The ghost flickered and for a split second I saw its skin bubble as if remembering the heat. “No reason that matters. An escalation of rhetoric. One domino falling against the next and in a few hours everything was ashes.”

“Why would they do it again, now?” Garyus asked. “Why destroy us?”

“To survive.” Our distant ancestor looked from Garyus to me and back to Garyus as if noticing us as people for the first time, not just voices with questions. “The continued use of will is unbalancing . . .” He paused, his gaze now on some distant thing in some other place. “. . . the Rechenberg equation—that’s what they call it—it governs the change, what you people call the ‘magic’. We called it magic too, to be honest. Maybe one person in ten thousand understood it. The rest of us just knew that the scientists had changed how the world worked and bang, magic became possible, superpowers! It wasn’t like it is today though—it was harder to use—we had training and—”

“Our magics are unbalancing your equation.” Garyus cut across him. “Why kill us?”

“If everyone dies there’ll be no more magic used. The equation may balance itself. The change may stop. The world might survive and the data-echoes held in the deepnet would be preserved.”

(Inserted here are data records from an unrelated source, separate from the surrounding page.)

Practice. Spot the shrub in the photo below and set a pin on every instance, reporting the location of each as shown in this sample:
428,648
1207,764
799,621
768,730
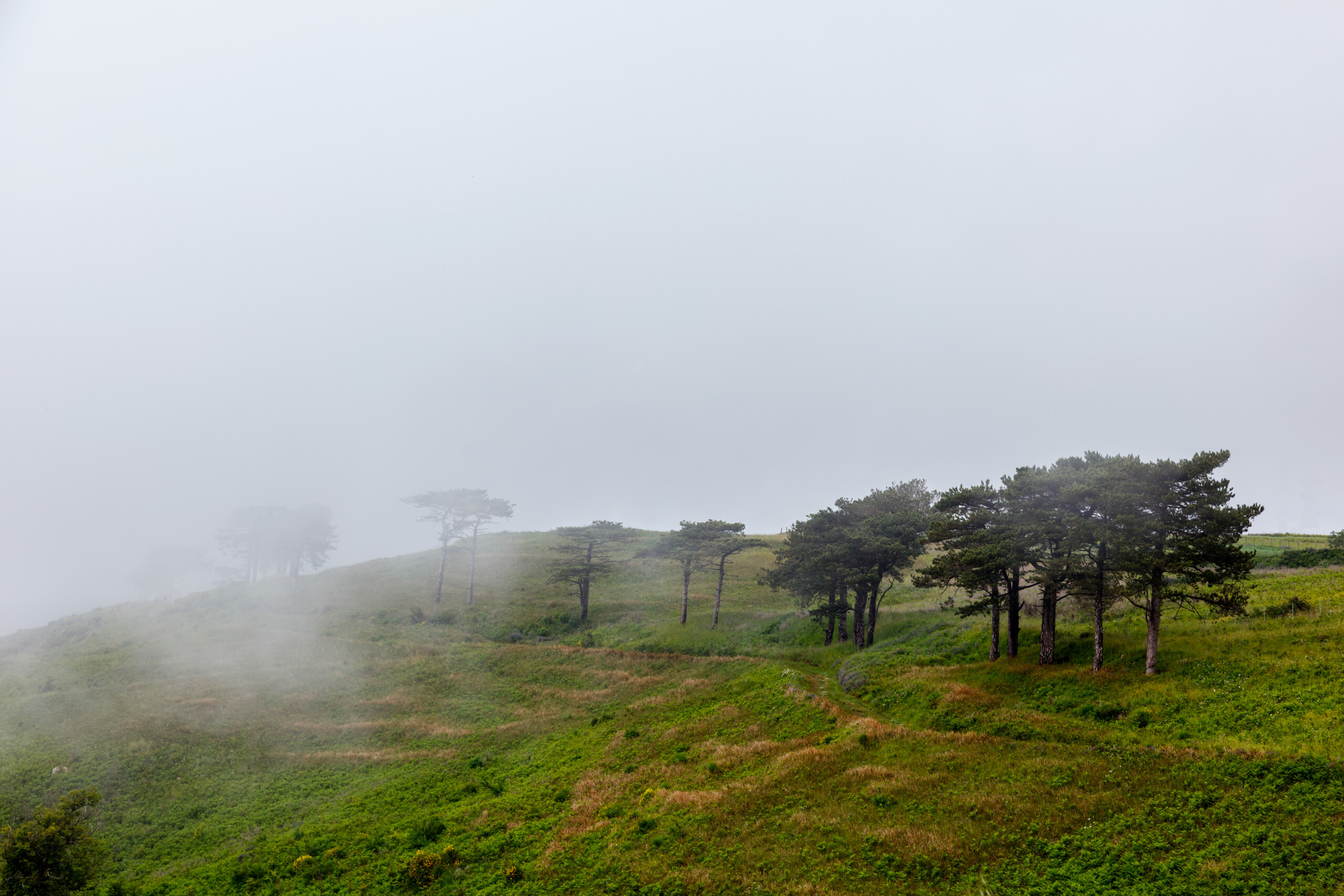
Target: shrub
423,870
1289,608
426,830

“You’d sacrifice us for echoes? But . . . you’re not real. You’re not alive,” I said. “You’re memories in machines?”

“I feel real.” The ghost-James set ghost-hands to his transparent chest. “I feel alive. I wish to continue. In any event, if we don’t destroy you then you’ll only destroy yourselves and us with you.”

He had a point there but I had little sympathy for any point that might impale me. “So why are we still here? Why only two explosions?”

“There is disagreement. There isn’t a majority in favour of the nuclear solution. Yet. Gelleth was an accident. Hamada was a test that went wrong.”

“Why are you telling us all this?” I wouldn’t have been so forthcoming in his position.

“I’m a library entry. Answering is my purpose.”

“But somewhere . . . in the machines . . . is a full copy of James Alan Kendeth? One with opinions and desires?”

The ghost nodded. “Even so.”

“Can the Wheel be turned back?” Garyus asked with sudden urgency.

A pause. “You’re referring to IKOL facility at Leipzig?” James sounded as if he were reading from a book.

“The Wheel of Osheim.”

James Alan Kendeth nodded. Another pause. “It’s a particle accelerator, a circular tunnel over two hundred miles long. The idea of a steeringwheel for the universe is a simplified way of understanding the change that the IKOL facility effected and continues to drive. The engines at IKOL turn a hypothetical wheel, a dial if you like, changing the default settings for reality. The machinery in the collision chamber would dwarf your cathedrals. In short it is a machine, not a wheel that can be turned.”